The matrix square root \(\mathbf{S}\) of the Hessian. Has shape [C, C] and satisfies the relation

\[\mathbf{S} \mathbf{S}^\top = \nabla^2_{\mathbf{f}} \ell(\mathbf{f}, \mathbf{y}) \in \mathbb{R}^{C \times C}\]

where \(\mathbf{f} := f(\mathbf{x}) \in \mathbb{R}^C\) is the model’s prediction on a single datum \(\mathbf{x}\) and \(\mathbf{y}\) is the label.

Note

For torch.nn.MSELoss (with \(c = 1\) for reduction='sum' and \(c = 1/C\) for reduction='mean'), we have:

\[\begin{split}\ell(\mathbf{f}) &= c \sum_{i=1}^C (f_i - y_i)^2 \\ \nabla^2_{\mathbf{f}} \ell(\mathbf{f}, \mathbf{y}) &= 2 c \mathbf{I}_C \\ \mathbf{S} &= \sqrt{2 c} \mathbf{I}_C\end{split}\]

Note

For torch.nn.CrossEntropyLoss (with \(c = 1\) irrespective of the reduction, \(\mathbf{p}:=\mathrm{softmax}(\mathbf{f}) \in \mathbb{R}^C\), and the element-wise natural logarithm \(\log\)) we have:

\[\begin{split}\ell(\mathbf{f}, y) = - c \log(\mathbf{p})^\top \mathrm{onehot}(y) \\ \nabla^2_{\mathbf{f}} \ell(\mathbf{f}, y) = c \left( \mathrm{diag}(\mathbf{p}) - \mathbf{p} \mathbf{p}^\top \right) \\ \mathbf{S} = \sqrt{c} \left( \mathrm{diag}(\sqrt{\mathbf{p}}) - \sqrt{\mathbf{p}} \mathbf{p}^\top \right)\,,\end{split}\]
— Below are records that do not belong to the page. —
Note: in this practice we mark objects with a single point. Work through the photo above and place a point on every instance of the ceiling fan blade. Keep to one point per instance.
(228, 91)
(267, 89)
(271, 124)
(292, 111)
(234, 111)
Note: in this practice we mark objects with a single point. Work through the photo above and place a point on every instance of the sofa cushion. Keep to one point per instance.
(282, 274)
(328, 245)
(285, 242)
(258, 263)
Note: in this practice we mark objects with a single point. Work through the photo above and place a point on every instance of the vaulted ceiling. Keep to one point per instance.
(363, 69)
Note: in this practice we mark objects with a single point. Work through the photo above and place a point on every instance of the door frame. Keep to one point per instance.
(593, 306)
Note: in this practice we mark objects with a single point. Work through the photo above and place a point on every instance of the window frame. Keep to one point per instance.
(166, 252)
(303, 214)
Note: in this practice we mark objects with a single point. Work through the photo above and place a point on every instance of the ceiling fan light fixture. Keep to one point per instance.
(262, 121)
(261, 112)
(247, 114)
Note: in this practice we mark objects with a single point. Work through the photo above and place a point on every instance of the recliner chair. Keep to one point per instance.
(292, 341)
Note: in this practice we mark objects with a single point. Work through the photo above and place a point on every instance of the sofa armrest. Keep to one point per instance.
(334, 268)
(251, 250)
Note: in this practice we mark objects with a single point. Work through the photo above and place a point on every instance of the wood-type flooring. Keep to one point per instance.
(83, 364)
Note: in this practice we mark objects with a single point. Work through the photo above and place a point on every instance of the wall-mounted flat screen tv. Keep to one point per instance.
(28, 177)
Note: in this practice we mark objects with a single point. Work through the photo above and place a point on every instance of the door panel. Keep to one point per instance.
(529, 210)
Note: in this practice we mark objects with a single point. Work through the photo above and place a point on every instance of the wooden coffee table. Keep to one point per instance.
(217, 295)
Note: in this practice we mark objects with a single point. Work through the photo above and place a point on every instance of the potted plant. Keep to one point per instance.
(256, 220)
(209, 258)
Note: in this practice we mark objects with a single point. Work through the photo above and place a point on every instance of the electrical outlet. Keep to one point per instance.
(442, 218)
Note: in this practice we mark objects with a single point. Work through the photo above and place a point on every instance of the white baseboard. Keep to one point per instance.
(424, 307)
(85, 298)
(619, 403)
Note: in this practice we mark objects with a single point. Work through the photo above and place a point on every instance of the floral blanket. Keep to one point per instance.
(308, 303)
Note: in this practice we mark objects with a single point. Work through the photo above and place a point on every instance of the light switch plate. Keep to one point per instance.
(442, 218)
where the square root is applied element-wise. See for instance Example 5.1 of this thesis or equations (5) and (6) of this paper.

Note

For torch.nn.BCEWithLogitsLoss (with \(c = 1\) for reduction='sum' and \(c = 1/C\) for reduction='mean') we have (\(\sigma\) is the sigmoid function, and assuming binary labels):

\[\begin{split}\ell(\mathbf{f}) &= c \sum_{i=1}^C - y_i \log(\sigma(f_i)) - (1 - y_i) \log(1 - \sigma(f_i)) \\ \nabla^2_{\mathbf{f}} \ell(\mathbf{f}, \mathbf{y}) &= c \mathrm{diag}( \sigma(f_i) \odot (1 - \sigma(f_i)) ) \\ \mathbf{S} &= \sqrt{c} \mathrm{diag}(\sqrt{\sigma(f_i) \odot (1 - \sigma(f_i))})\,,\end{split}\]

where the square root is applied element-wise.

Raises:

ValueError – If the batch size is not one, or the output is not 2d.
NotImplementedError – If the loss function is not supported.
NotImplementedError – If the loss function is BCEWithLogitsLoss but the target is not binary.